# Taking a dog afeild while in heat?



## cut'em (Oct 23, 2004)

Here in NY the goose season ends in a week the problem I have is my dog is really coming together now she's doing great but she just went into heat two days ago. I'm going out in the am but leaving her home, she seen me load the truck and knows tomarrows a hunt but she's in the bleeding stage of her heat, can I take her or should I leave her home? These are the last two days I can go out and I feel bad leaving her home.


----------



## nickle ditch (Aug 26, 2002)

Take her. I have two female labs and hunt them both during their heat. What i notice is perhaps a little less endurance and little more pig headed. But each heat cycle is different, some worse then others.


----------



## cedarsedge (Sep 21, 2006)

I would also take her along with, just make sure there isn't a male around. 

Dan


----------



## gonehuntin' (Jul 27, 2006)

It'll have no effect on HER at all. You may find males around your area you never knew existed. Sometimes they get a little "squirrely"; they may not sit to your whistles, etc.


----------



## fargodawg (Sep 20, 2005)

cut'em......
I always make sure to pay extra attention to my dog when she is in heat, be extra careful what I say around her...... leave money laying for her to find..... bring flowers...... just in case she works and remembers like the wife.

she will be fine, I take my girl affield when she is in heat, she may have a case of the stupid pills now and again, but fine otherwise

good luck :beer:


----------



## cut'em (Oct 23, 2004)

Just what I wanted to hear! She's on her way with me in the am.

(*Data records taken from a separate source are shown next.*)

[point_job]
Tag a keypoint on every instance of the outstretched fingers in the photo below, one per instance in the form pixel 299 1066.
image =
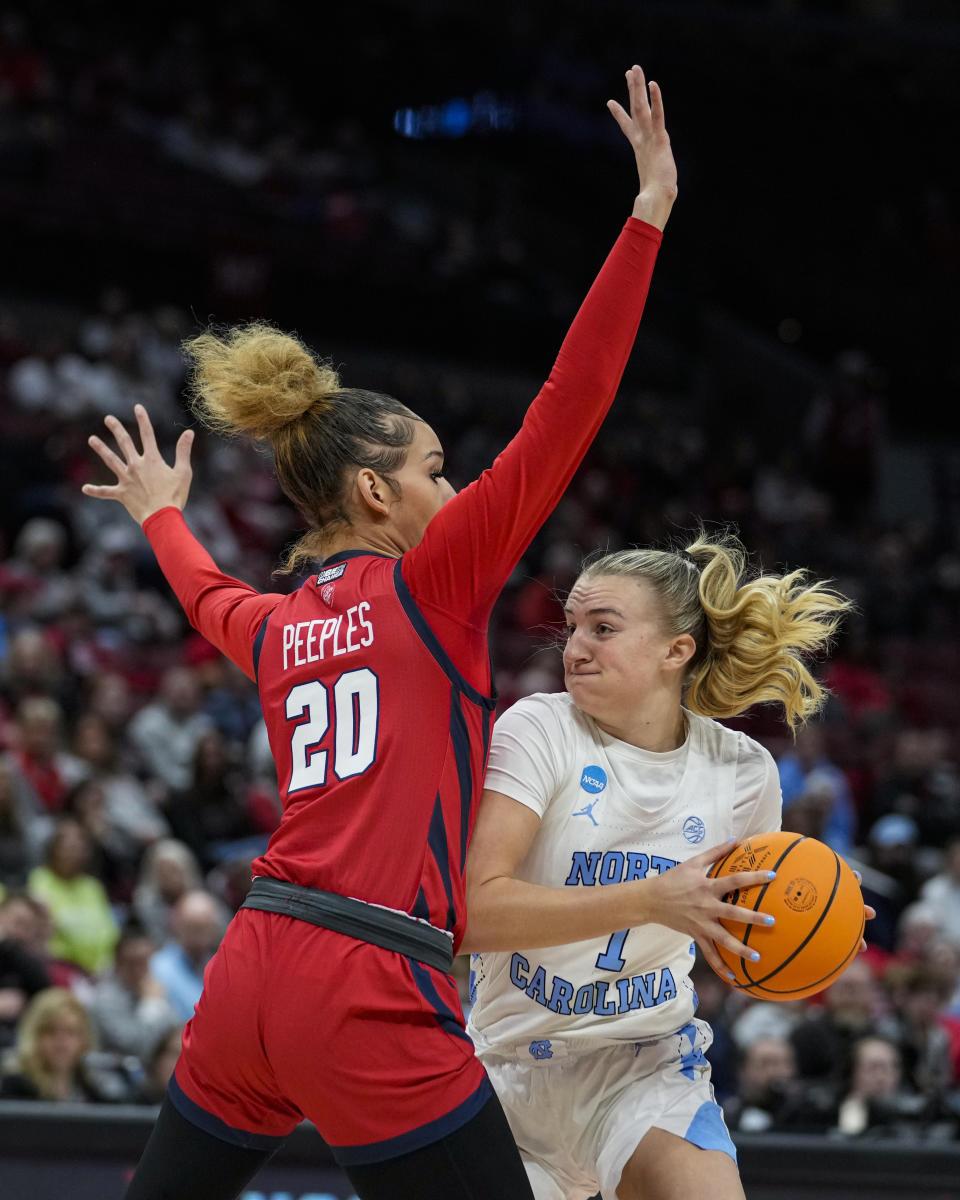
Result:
pixel 109 457
pixel 184 445
pixel 657 107
pixel 148 438
pixel 636 85
pixel 124 439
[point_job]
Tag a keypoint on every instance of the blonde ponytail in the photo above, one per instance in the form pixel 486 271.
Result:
pixel 753 635
pixel 759 634
pixel 259 382
pixel 255 379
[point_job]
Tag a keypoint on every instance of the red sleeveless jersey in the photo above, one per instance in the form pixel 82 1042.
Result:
pixel 375 676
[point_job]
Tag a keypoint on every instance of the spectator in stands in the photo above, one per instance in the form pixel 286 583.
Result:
pixel 113 861
pixel 917 1021
pixel 849 1011
pixel 168 870
pixel 37 565
pixel 31 669
pixel 131 811
pixel 766 1075
pixel 197 928
pixel 892 885
pixel 22 972
pixel 167 731
pixel 84 930
pixel 942 892
pixel 213 813
pixel 43 768
pixel 22 829
pixel 159 1067
pixel 129 1005
pixel 876 1095
pixel 53 1039
pixel 118 604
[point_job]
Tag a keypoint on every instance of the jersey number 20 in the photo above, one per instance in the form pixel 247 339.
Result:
pixel 357 708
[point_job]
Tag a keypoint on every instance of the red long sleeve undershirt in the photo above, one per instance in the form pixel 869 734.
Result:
pixel 473 544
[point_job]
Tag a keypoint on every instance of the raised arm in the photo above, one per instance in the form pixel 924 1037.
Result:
pixel 227 612
pixel 473 544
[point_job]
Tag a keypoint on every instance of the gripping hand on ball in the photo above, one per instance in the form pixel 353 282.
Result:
pixel 693 904
pixel 646 131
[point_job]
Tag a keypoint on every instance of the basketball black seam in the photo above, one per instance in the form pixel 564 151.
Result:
pixel 759 983
pixel 820 921
pixel 714 871
pixel 762 893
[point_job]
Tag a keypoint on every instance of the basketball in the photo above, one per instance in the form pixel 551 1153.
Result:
pixel 817 906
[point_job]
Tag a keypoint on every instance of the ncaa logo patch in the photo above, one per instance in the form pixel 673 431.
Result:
pixel 594 779
pixel 330 573
pixel 694 831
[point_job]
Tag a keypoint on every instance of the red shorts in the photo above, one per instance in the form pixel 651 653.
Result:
pixel 299 1021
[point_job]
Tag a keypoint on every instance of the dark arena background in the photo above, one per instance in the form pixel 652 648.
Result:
pixel 424 191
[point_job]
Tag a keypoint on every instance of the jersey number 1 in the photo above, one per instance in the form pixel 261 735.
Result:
pixel 612 958
pixel 357 709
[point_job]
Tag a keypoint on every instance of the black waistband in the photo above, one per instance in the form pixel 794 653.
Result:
pixel 365 922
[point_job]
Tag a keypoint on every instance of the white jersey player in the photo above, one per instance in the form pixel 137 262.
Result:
pixel 587 886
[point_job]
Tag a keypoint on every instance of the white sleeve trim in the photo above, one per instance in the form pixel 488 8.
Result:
pixel 527 751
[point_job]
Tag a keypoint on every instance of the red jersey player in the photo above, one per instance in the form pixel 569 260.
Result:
pixel 330 996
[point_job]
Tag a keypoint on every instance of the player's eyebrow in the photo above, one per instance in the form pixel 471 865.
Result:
pixel 597 612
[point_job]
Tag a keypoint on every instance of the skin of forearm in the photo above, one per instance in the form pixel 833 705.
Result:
pixel 507 913
pixel 653 205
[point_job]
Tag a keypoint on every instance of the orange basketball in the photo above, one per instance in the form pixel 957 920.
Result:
pixel 819 915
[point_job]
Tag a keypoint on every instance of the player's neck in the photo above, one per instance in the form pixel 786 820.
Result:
pixel 648 729
pixel 370 539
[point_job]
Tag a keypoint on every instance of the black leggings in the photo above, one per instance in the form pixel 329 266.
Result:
pixel 477 1162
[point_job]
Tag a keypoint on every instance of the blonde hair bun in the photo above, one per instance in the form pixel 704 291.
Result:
pixel 256 379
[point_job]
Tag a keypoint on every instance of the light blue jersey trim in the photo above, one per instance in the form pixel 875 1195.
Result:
pixel 709 1132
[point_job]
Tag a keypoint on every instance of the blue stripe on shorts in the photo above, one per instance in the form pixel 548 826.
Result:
pixel 708 1131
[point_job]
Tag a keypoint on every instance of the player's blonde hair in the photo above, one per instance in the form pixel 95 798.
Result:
pixel 256 381
pixel 751 634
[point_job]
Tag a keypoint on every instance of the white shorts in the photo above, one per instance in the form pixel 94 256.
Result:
pixel 580 1109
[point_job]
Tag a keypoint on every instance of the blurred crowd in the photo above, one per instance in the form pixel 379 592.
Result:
pixel 136 781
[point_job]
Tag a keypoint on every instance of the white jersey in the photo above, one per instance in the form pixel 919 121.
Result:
pixel 610 813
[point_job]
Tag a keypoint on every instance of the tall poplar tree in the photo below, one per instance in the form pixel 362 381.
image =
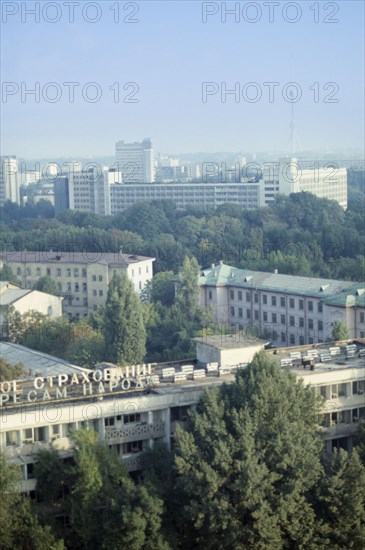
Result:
pixel 124 329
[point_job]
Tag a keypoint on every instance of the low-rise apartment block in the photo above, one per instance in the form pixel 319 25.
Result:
pixel 292 310
pixel 82 278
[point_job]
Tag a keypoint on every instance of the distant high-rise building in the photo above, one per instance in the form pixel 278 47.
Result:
pixel 136 161
pixel 9 180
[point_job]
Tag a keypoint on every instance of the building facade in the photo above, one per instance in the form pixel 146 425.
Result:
pixel 9 180
pixel 292 310
pixel 136 161
pixel 133 407
pixel 82 278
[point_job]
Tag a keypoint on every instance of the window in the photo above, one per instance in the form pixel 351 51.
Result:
pixel 11 438
pixel 40 434
pixel 132 447
pixel 130 418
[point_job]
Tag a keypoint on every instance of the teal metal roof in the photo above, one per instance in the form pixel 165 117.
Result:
pixel 225 275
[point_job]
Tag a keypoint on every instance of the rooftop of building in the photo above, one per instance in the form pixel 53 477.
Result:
pixel 73 257
pixel 336 292
pixel 36 363
pixel 231 341
pixel 324 357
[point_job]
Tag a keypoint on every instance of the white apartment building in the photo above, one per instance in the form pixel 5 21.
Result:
pixel 9 180
pixel 292 310
pixel 82 278
pixel 133 407
pixel 24 300
pixel 136 161
pixel 212 195
pixel 88 188
pixel 325 180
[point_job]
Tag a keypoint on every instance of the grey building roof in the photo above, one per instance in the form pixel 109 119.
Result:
pixel 36 362
pixel 71 257
pixel 225 275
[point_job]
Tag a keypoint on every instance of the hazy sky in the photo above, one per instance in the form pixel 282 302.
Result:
pixel 169 52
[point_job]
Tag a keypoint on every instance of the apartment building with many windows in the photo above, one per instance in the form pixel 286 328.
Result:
pixel 82 278
pixel 134 407
pixel 292 310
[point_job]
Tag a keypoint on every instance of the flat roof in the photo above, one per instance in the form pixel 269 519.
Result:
pixel 231 341
pixel 72 257
pixel 35 362
pixel 225 275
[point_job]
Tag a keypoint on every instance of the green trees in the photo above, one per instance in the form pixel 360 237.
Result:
pixel 46 284
pixel 248 464
pixel 124 330
pixel 19 526
pixel 339 331
pixel 106 509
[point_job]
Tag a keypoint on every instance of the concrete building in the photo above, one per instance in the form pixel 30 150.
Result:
pixel 287 176
pixel 9 180
pixel 136 161
pixel 88 188
pixel 134 407
pixel 82 278
pixel 246 195
pixel 292 310
pixel 24 300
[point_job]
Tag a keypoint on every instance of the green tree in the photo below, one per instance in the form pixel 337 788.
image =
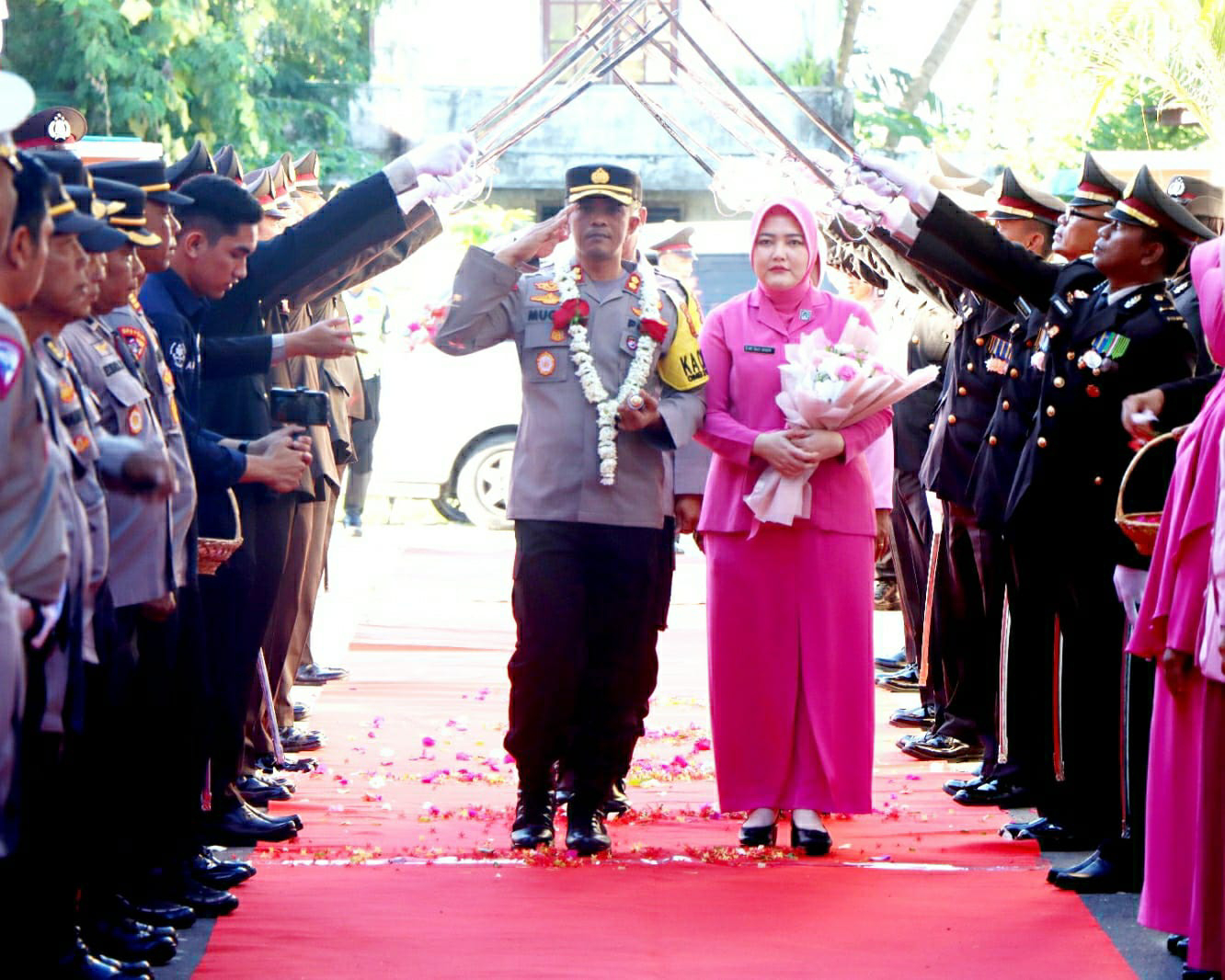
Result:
pixel 261 74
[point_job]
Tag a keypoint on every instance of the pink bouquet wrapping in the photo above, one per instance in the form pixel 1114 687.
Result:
pixel 827 386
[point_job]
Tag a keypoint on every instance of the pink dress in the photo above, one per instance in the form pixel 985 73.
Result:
pixel 1173 616
pixel 789 610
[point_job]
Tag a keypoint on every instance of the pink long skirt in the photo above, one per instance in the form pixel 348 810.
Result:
pixel 1173 803
pixel 1207 925
pixel 789 618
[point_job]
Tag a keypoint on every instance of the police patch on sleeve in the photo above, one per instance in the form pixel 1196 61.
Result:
pixel 11 356
pixel 135 338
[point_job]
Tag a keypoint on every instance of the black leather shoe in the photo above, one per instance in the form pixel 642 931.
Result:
pixel 209 903
pixel 313 675
pixel 244 826
pixel 812 843
pixel 920 717
pixel 294 739
pixel 210 870
pixel 533 820
pixel 617 802
pixel 931 746
pixel 903 680
pixel 992 792
pixel 1094 877
pixel 261 792
pixel 759 837
pixel 952 787
pixel 122 942
pixel 155 913
pixel 585 831
pixel 891 662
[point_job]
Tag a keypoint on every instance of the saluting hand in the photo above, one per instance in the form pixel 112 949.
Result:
pixel 1140 411
pixel 325 339
pixel 634 416
pixel 783 453
pixel 539 240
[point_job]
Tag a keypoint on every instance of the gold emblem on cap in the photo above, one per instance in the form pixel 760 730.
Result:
pixel 59 128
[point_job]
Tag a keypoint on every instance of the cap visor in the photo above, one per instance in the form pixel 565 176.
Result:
pixel 1122 217
pixel 143 239
pixel 170 198
pixel 103 239
pixel 621 198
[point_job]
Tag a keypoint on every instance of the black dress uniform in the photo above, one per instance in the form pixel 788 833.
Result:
pixel 967 585
pixel 910 517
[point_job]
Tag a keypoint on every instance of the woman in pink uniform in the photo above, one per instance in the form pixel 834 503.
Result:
pixel 1181 815
pixel 789 609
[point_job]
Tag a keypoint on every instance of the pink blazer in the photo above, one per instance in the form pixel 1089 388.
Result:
pixel 742 342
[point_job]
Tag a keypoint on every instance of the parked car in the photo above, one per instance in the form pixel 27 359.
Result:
pixel 449 424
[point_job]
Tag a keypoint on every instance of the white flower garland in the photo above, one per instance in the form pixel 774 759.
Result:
pixel 589 378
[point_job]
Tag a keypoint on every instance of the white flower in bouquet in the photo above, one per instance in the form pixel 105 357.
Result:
pixel 830 386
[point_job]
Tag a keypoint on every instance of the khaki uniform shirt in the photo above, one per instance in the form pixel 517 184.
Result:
pixel 141 563
pixel 33 539
pixel 555 474
pixel 130 324
pixel 80 557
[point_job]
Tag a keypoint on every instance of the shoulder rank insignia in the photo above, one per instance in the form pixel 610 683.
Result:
pixel 136 339
pixel 11 356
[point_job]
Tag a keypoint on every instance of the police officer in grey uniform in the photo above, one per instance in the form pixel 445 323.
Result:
pixel 590 515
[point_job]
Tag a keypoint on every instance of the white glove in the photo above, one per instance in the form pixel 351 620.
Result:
pixel 891 212
pixel 889 177
pixel 435 188
pixel 439 155
pixel 1129 588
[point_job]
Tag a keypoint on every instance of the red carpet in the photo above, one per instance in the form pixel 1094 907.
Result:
pixel 403 868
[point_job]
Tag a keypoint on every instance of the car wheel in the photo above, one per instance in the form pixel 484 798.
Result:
pixel 484 481
pixel 447 505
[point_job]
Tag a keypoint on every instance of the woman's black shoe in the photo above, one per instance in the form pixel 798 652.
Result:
pixel 812 843
pixel 759 837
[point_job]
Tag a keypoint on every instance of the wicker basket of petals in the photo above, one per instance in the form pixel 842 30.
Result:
pixel 213 553
pixel 1153 467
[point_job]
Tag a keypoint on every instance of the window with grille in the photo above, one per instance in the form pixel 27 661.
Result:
pixel 563 18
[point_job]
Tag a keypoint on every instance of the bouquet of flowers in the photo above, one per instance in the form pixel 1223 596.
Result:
pixel 829 386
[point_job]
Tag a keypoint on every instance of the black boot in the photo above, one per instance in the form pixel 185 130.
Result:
pixel 585 826
pixel 533 818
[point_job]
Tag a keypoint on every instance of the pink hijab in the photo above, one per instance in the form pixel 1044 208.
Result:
pixel 786 302
pixel 1173 598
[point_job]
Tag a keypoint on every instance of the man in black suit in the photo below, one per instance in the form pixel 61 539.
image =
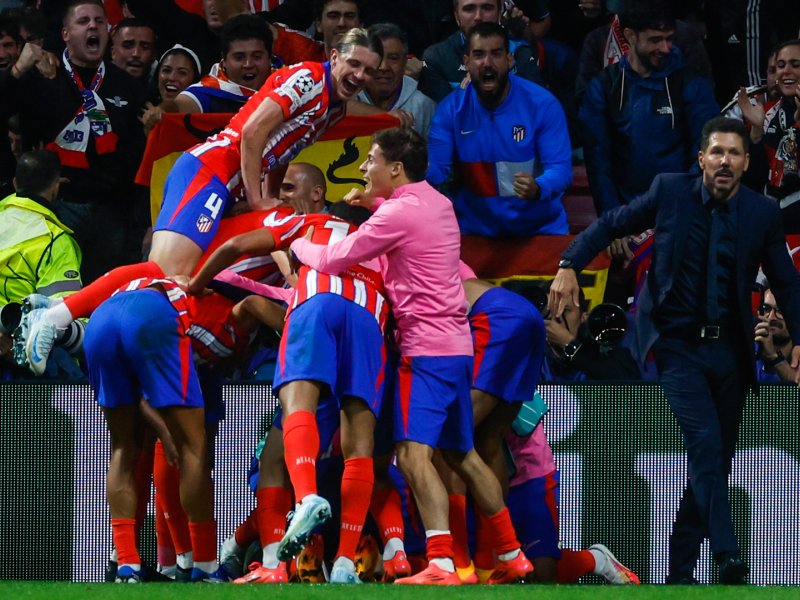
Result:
pixel 711 236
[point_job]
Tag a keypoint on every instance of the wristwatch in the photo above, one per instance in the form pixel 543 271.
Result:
pixel 571 349
pixel 566 263
pixel 773 362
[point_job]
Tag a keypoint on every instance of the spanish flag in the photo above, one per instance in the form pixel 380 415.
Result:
pixel 339 152
pixel 512 262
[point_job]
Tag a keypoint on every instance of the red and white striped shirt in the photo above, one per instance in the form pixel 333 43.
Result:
pixel 207 321
pixel 361 284
pixel 304 93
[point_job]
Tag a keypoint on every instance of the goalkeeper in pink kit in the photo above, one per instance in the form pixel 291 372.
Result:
pixel 414 230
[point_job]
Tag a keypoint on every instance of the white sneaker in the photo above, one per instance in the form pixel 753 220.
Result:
pixel 40 336
pixel 231 559
pixel 344 571
pixel 610 569
pixel 312 511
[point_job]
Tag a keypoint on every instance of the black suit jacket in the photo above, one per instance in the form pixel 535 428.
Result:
pixel 668 207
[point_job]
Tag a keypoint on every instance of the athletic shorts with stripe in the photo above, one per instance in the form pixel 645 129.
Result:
pixel 433 403
pixel 194 201
pixel 508 334
pixel 335 341
pixel 134 346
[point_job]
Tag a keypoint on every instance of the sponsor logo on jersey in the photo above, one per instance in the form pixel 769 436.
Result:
pixel 204 224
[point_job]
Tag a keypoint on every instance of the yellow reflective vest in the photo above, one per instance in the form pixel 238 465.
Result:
pixel 37 252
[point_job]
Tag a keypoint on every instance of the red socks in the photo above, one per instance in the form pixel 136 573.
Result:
pixel 124 532
pixel 386 507
pixel 273 506
pixel 82 303
pixel 204 541
pixel 504 538
pixel 168 495
pixel 458 528
pixel 357 483
pixel 574 565
pixel 484 557
pixel 301 443
pixel 439 546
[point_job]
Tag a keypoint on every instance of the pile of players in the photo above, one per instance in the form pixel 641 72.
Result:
pixel 386 339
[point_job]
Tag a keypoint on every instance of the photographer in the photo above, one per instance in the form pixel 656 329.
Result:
pixel 573 355
pixel 774 342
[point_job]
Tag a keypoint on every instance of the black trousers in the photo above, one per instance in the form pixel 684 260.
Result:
pixel 705 383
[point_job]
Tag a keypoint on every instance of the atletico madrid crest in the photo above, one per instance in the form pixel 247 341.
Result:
pixel 204 224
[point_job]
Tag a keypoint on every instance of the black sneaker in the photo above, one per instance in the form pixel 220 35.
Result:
pixel 733 571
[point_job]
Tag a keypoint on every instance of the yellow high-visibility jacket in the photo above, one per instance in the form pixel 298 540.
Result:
pixel 37 252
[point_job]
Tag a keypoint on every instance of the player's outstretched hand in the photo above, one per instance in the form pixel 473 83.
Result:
pixel 564 289
pixel 358 197
pixel 794 362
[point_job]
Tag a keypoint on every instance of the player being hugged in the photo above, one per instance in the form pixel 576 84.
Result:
pixel 331 351
pixel 415 227
pixel 290 112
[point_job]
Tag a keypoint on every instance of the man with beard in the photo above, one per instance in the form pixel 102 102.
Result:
pixel 711 235
pixel 774 342
pixel 86 111
pixel 509 138
pixel 134 48
pixel 643 116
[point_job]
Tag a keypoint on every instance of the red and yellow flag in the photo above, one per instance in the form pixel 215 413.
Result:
pixel 338 152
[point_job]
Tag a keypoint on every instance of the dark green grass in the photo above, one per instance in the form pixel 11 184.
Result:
pixel 13 590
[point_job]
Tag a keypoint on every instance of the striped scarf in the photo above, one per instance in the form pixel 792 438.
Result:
pixel 71 143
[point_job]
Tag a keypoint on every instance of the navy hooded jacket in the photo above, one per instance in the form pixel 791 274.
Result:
pixel 636 128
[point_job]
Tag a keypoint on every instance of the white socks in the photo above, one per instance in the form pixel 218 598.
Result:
pixel 270 559
pixel 393 546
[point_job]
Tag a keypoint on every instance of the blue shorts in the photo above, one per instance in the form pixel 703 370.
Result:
pixel 533 506
pixel 508 334
pixel 134 346
pixel 432 402
pixel 328 420
pixel 335 341
pixel 194 201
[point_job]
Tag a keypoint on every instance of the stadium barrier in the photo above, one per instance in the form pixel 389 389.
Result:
pixel 617 446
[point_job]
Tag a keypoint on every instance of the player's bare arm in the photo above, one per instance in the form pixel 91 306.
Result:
pixel 255 135
pixel 259 242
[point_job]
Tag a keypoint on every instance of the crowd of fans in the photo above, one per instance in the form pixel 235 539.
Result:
pixel 621 88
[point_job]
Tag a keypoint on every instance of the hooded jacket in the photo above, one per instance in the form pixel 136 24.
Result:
pixel 636 128
pixel 410 100
pixel 37 251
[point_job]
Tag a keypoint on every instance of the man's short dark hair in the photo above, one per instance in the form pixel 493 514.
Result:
pixel 9 27
pixel 133 22
pixel 73 5
pixel 245 27
pixel 389 31
pixel 641 15
pixel 455 4
pixel 355 215
pixel 486 30
pixel 725 125
pixel 31 20
pixel 37 171
pixel 360 37
pixel 404 146
pixel 785 44
pixel 319 7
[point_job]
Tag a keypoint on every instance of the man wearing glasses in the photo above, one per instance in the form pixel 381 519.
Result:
pixel 774 342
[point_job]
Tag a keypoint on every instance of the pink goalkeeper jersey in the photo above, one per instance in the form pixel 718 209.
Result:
pixel 416 229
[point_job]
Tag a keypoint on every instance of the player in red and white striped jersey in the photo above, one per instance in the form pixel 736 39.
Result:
pixel 332 340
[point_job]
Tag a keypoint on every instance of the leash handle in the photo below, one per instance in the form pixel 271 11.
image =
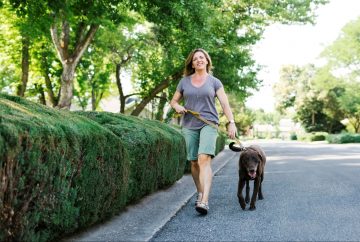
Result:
pixel 197 115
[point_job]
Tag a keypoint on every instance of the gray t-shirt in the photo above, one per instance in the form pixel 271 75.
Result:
pixel 199 99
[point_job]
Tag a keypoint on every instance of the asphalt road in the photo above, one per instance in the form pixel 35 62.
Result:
pixel 311 193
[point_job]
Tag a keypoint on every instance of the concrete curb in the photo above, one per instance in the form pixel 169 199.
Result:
pixel 141 221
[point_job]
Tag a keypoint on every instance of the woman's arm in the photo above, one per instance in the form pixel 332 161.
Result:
pixel 174 103
pixel 224 102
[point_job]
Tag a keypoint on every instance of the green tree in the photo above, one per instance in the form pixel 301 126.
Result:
pixel 72 25
pixel 343 57
pixel 233 27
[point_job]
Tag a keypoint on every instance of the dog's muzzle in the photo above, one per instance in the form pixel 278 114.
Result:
pixel 252 175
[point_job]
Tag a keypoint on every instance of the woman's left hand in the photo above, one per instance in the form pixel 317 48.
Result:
pixel 232 130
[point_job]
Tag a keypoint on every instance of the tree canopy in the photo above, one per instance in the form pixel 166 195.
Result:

I'm scheduled for an operation on thursday (stupid biopsy) so I can't hunt the last 4 days of the season and therefore I want my dog with me.


----------



## Mac (Jul 9, 2006)

Yep...take her huntin....nothing wrong with that....I hunt my female during her cycle...no problems...except they stop and pee every 5 minutes.


----------



## nickle ditch (Aug 26, 2002)

Mac said:


> ...except they stop and pee every 5 minutes.


 No kiddin, i swear they're going to dehydrate. :lol:


----------